Taiwan, a key issue in historically tense U.S. China relations, is set to hold unusual elections next year. These may have direct implications for American politics and economics.
Taiwan’s two-party political system has been shaken by the unexpected rise of a third party in Taipei, last week.
Taiwan, an island that is self-ruled off the coast China, and which Beijing views as a runaway Province, is not recognized by the international community. Washington is its closest ally, and has been providing it with arms worth billions of dollar in case of an invasion by China.
Although the U.S. administration insists that its policy towards Taiwan has not changed, President Joe Biden has repeatedly said he will send troops.
Taiwanese politics is dominated by relations with China and the U.S. Taiwan’s semiconductor chips are at the center of Washington’s technology war with Beijing.
Beijing has been hampered by U.S. technology restrictions in its access to advanced chips. Biden’s administration is dominated by powerful people who argue that limiting Beijing’s chip access is not enough. To reduce its reliance on foreign countries, the U.S. must have its own chip industry. Beijing may even take it over.
Taiwan Semiconductor Manufacturing (ticker: TSM) is a Taiwanese company that produces about 60% of all semiconductors in the world, including the most sophisticated ones.

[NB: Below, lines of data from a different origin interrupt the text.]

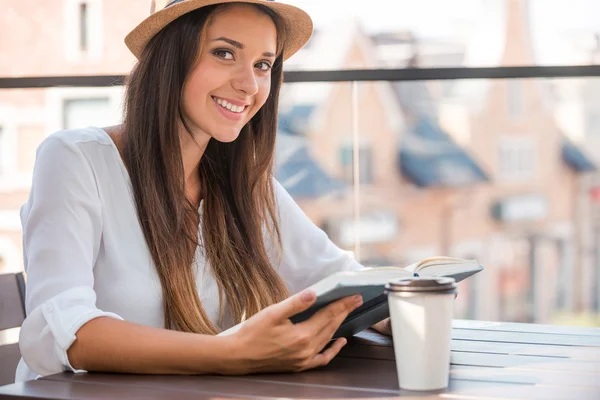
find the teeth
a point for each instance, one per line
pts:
(229, 106)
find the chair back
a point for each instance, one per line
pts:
(12, 315)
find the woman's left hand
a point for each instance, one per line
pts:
(384, 327)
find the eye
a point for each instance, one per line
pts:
(224, 54)
(263, 66)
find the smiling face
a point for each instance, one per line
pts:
(232, 78)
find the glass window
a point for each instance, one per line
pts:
(86, 112)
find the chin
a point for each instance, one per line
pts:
(226, 138)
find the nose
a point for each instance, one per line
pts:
(245, 80)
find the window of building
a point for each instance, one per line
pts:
(2, 150)
(365, 163)
(83, 30)
(79, 113)
(516, 159)
(83, 27)
(515, 98)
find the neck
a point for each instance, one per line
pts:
(192, 150)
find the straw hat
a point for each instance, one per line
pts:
(298, 23)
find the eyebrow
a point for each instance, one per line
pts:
(240, 46)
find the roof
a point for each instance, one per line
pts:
(297, 170)
(429, 157)
(575, 157)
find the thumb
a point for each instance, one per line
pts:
(295, 304)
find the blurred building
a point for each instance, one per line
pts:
(474, 169)
(54, 38)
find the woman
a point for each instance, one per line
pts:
(143, 241)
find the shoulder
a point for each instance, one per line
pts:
(80, 143)
(76, 138)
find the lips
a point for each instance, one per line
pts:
(230, 105)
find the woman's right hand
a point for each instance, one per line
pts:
(270, 342)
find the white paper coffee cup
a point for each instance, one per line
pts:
(421, 312)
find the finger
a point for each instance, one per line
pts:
(322, 359)
(295, 304)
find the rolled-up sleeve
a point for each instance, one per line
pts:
(307, 254)
(62, 229)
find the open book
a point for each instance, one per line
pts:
(370, 283)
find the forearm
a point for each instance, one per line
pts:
(111, 345)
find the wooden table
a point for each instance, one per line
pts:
(489, 361)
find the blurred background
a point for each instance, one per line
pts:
(501, 170)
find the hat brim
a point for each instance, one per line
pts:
(298, 23)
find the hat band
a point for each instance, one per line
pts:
(173, 2)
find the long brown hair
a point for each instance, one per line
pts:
(236, 184)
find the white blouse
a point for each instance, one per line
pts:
(85, 255)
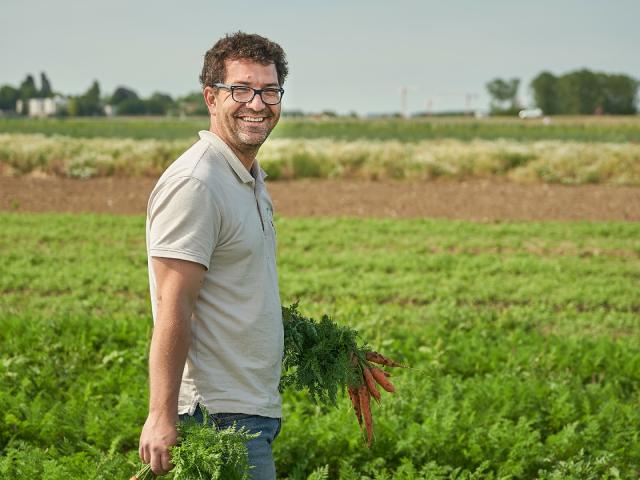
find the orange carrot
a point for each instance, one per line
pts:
(375, 357)
(371, 384)
(381, 378)
(355, 401)
(365, 406)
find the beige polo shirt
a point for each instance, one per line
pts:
(207, 208)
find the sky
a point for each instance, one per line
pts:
(345, 56)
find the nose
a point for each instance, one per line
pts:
(256, 103)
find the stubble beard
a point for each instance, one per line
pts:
(255, 135)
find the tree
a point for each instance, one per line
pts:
(160, 104)
(580, 93)
(45, 86)
(8, 97)
(503, 95)
(545, 93)
(122, 94)
(89, 103)
(28, 88)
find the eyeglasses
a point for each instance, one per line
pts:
(244, 94)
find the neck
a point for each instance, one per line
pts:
(246, 155)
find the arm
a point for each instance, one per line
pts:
(178, 283)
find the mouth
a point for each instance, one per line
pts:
(252, 119)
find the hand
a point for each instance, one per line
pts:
(158, 434)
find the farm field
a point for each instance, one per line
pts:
(584, 129)
(523, 338)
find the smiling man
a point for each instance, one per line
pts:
(218, 335)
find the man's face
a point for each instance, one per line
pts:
(245, 125)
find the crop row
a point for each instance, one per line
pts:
(523, 340)
(583, 129)
(541, 161)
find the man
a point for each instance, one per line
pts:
(218, 336)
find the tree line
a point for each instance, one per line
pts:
(123, 101)
(580, 92)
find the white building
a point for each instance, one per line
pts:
(43, 107)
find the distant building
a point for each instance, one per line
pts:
(42, 107)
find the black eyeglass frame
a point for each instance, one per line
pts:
(256, 91)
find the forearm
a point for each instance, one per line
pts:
(167, 356)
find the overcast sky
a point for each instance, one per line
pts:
(343, 55)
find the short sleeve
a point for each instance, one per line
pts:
(184, 221)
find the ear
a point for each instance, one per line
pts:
(210, 99)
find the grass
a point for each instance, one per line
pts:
(523, 337)
(581, 129)
(549, 161)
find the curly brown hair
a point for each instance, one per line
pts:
(237, 46)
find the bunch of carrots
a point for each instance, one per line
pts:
(361, 394)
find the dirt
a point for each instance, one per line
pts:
(479, 200)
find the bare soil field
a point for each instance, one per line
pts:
(478, 200)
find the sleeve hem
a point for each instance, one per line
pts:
(179, 255)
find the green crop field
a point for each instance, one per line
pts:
(523, 337)
(583, 129)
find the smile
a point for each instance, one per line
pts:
(253, 119)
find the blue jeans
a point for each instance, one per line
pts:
(260, 454)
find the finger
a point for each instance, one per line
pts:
(166, 462)
(144, 454)
(156, 463)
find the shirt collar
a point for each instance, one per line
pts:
(233, 161)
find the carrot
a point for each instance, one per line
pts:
(381, 378)
(371, 384)
(355, 401)
(365, 406)
(375, 357)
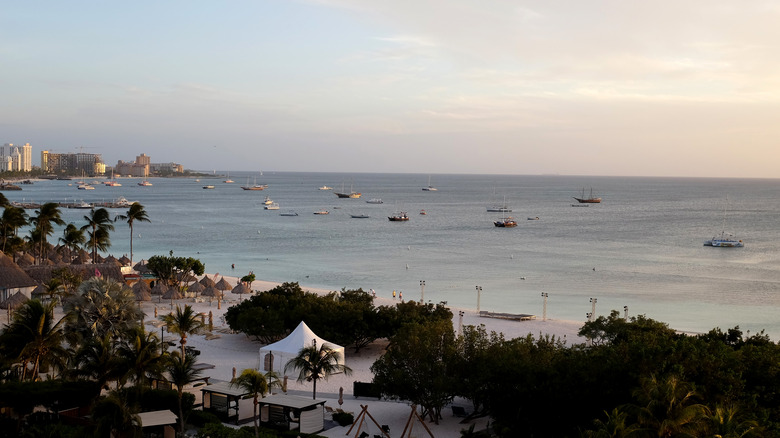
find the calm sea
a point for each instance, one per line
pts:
(641, 247)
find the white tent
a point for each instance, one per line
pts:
(275, 356)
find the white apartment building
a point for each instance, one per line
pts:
(15, 158)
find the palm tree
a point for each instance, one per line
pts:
(257, 384)
(101, 307)
(316, 364)
(12, 219)
(142, 354)
(184, 322)
(33, 337)
(99, 223)
(181, 372)
(135, 213)
(72, 238)
(44, 220)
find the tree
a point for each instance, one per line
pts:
(254, 383)
(181, 372)
(316, 364)
(72, 238)
(174, 270)
(12, 219)
(43, 223)
(136, 212)
(184, 322)
(416, 367)
(99, 224)
(33, 337)
(101, 307)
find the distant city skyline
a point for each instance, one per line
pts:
(573, 88)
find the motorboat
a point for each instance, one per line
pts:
(506, 222)
(725, 240)
(399, 217)
(587, 200)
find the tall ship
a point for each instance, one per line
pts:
(589, 200)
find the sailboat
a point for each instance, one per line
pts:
(145, 182)
(430, 188)
(256, 186)
(589, 200)
(725, 240)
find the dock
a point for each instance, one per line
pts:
(512, 316)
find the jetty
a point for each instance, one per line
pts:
(512, 316)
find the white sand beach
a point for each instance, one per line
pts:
(228, 351)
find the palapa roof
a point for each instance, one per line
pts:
(206, 281)
(42, 274)
(14, 301)
(12, 276)
(223, 284)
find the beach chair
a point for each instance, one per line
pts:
(458, 411)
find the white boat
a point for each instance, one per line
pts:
(430, 188)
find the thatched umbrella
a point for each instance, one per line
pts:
(211, 292)
(206, 281)
(159, 289)
(241, 289)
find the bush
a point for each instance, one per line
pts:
(343, 418)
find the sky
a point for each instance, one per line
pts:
(625, 88)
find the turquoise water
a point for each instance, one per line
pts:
(644, 240)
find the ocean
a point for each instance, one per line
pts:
(642, 247)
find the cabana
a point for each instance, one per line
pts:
(292, 412)
(275, 356)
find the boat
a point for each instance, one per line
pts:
(589, 200)
(430, 188)
(725, 240)
(399, 217)
(506, 222)
(352, 194)
(255, 186)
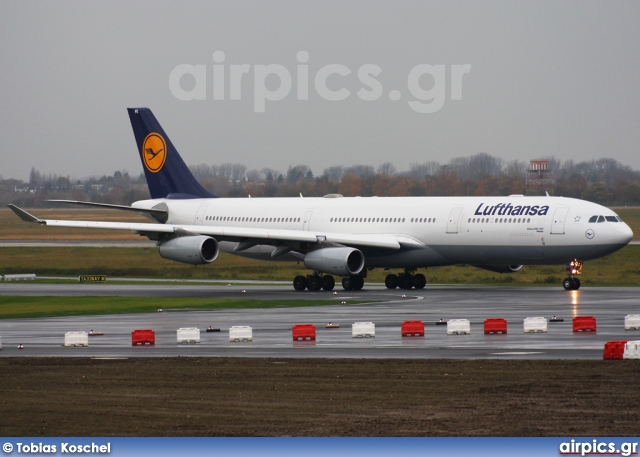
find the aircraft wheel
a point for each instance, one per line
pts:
(328, 283)
(299, 283)
(405, 281)
(391, 281)
(314, 283)
(419, 281)
(347, 283)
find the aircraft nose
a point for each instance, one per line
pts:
(625, 234)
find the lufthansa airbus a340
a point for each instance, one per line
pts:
(344, 237)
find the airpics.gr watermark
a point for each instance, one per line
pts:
(275, 82)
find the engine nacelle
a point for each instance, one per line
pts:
(335, 261)
(195, 250)
(500, 268)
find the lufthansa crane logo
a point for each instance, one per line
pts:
(154, 152)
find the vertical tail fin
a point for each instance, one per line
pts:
(167, 174)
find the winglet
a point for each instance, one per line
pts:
(22, 214)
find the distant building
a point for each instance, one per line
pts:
(540, 174)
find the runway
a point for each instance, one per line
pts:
(272, 335)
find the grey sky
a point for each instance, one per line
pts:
(546, 78)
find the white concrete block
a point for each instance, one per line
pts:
(240, 333)
(458, 326)
(363, 330)
(535, 324)
(188, 335)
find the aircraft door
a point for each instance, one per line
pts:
(200, 215)
(307, 220)
(559, 217)
(454, 219)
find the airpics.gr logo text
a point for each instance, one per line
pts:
(425, 83)
(154, 152)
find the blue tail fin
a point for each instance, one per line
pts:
(166, 173)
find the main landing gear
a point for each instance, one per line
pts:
(405, 280)
(316, 281)
(571, 282)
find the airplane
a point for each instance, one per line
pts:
(348, 236)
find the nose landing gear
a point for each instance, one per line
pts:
(405, 280)
(571, 282)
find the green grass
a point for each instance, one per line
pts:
(24, 307)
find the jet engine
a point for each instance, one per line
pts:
(500, 268)
(336, 261)
(196, 250)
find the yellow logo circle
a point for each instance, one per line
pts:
(154, 152)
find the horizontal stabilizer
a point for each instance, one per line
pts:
(22, 214)
(155, 213)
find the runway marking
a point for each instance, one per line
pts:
(516, 353)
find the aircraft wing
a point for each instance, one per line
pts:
(245, 234)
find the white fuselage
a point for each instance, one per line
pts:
(439, 231)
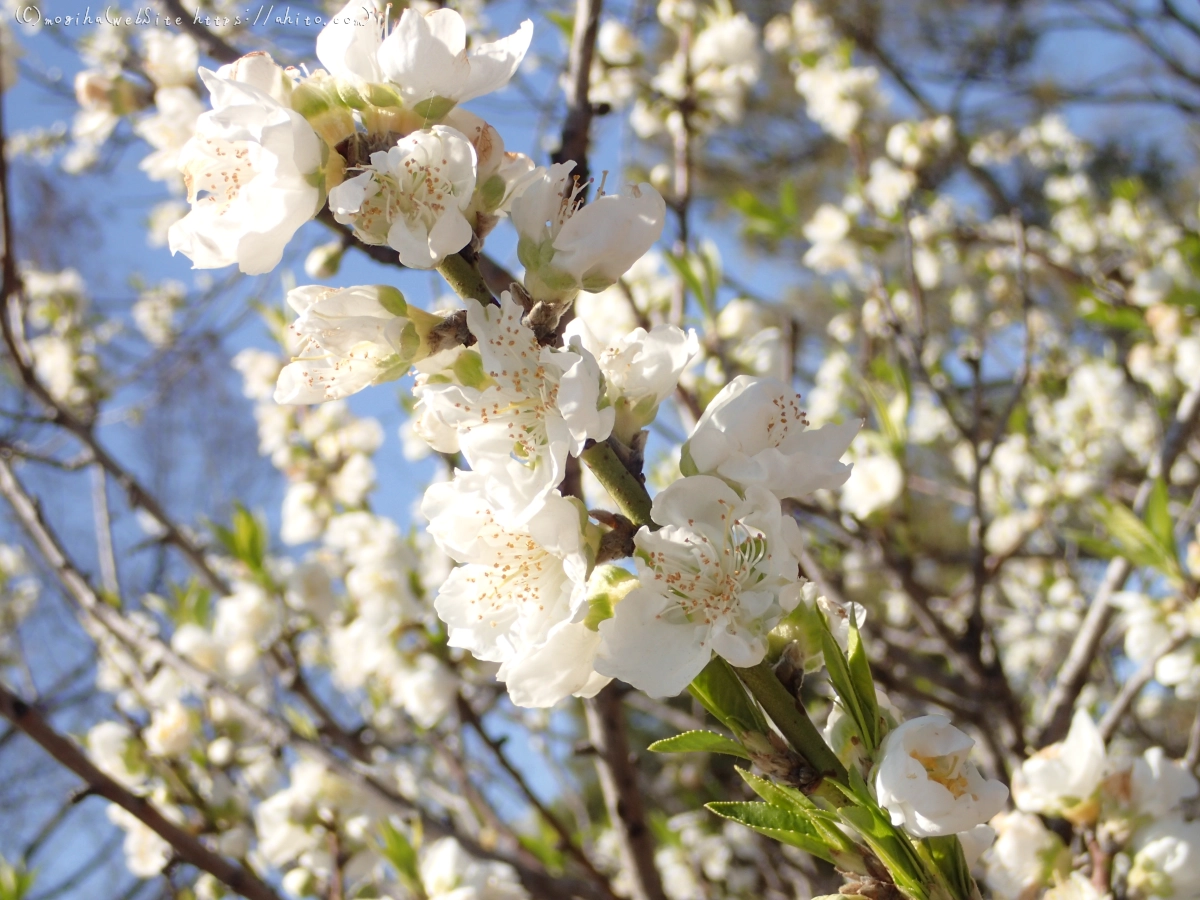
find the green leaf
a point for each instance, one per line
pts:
(863, 685)
(844, 683)
(893, 849)
(946, 853)
(685, 270)
(892, 430)
(786, 827)
(301, 724)
(15, 881)
(700, 742)
(846, 855)
(399, 851)
(1137, 541)
(721, 693)
(1158, 516)
(245, 539)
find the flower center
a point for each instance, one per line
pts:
(946, 771)
(219, 175)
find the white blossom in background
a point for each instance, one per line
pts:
(567, 246)
(145, 853)
(714, 579)
(1025, 856)
(413, 197)
(168, 131)
(929, 785)
(253, 160)
(1063, 777)
(425, 55)
(347, 339)
(754, 432)
(640, 370)
(449, 873)
(539, 406)
(519, 597)
(1167, 862)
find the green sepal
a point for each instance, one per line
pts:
(606, 588)
(492, 192)
(391, 300)
(435, 108)
(468, 370)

These semiconductors are the heart of many high-tech military, communications, and supercomputer devices. Their role is becoming increasingly important in AI.
Taiwan Semi’s sales to China are restricted by the U.S. partly because of strong U.S.-Taiwan Democratic Progressive Party (DPP) relations and because it uses a limited amount of American components. Taiwan Semi, however, has tried to avoid these restrictions by manufacturing chips in Arizona where it currently has a small facility that it wants to expand.
The restrictions, however, have had a negative impact on U.S. Chipmakers like (NVDA) which receives significant revenue from China. Recently passed legislation to help American chipmakers aims to counteract that damage. China has taken retaliation by banning the purchase of memory chips made by U.S. company Micron Technology (MU).
Last week, when U.S. State Secretary Antony Blinken met with Chinese President Xi Jinping in Beijing, Taiwan’s significance to Sino-American relations came into focus. He addressed a wide range of topics, including his displeasure at China’s recent aggressive militaristic maneuvers around Taiwan as well as its violation of Taiwan’s airspace.
He repeatedly reminded top Chinese leaders that the U.S. does not support Taiwan independence. Blinken’s statement was in line with decades of U.S. foreign policy. However, Republicans were not happy, even though they also oppose Taiwan independence.
John W. Garver is a professor emeritus at Georgia Tech, and a specialist in U.S. China relations. He told Barron’s that “Xi Jinping can smell weakness.” He pointed to China’s larger and more advanced navy than the U.S.’s, the crumbled alliances of former President Donald Trump and the revival in isolationism within the Republican Party as evidence of China’s seizure of an empire on the decline.
The campaign for Taiwan’s legislative and presidential elections in January is already well underway. Recent polls show the DPP ahead by a few percentage points of the Beijing-friendly Kuomintang or KMT. Last week, something unprecedented in Taiwan’s bi-party system happened. As the DPP, KMT and other parties deal with scandals, a third party is gaining momentum. Taiwan People’s Party (TPP), a once obscure party, currently leads the KMT by two percentage points. This is within the margin for error of the incumbent DPP.
Rory Green is the chief China economist for Lombard Green. In a client note, he wrote that while it was too early to predict the result of the elections, a DPP victory would likely “increase tensions across the Strait” whereas a win for the KMT or TPP could “slow down the pace of U.S. Taiwan’s engagement”.
The TPP and DPP are both considered to be far more accommodating towards Beijing. This means that there are two parties with high polling numbers who could reduce tensions between Beijing and the United States, as well as lessen the sales of chips. That could have a range of implications–politically, militarily, and economically.
The U.S. ban on chips will fail if the TPP or KMT win in 2024. China will increase its influence on Taiwan,” said Austin Wang. He is a professor of Political Science at the University of Nevada in Las Vegas and an expert in U.S., Taiwan-China relations.
“U.S. “High-tech companies that still invest in China might benefit temporarily, but in the end it’s likely China will develop their own products.”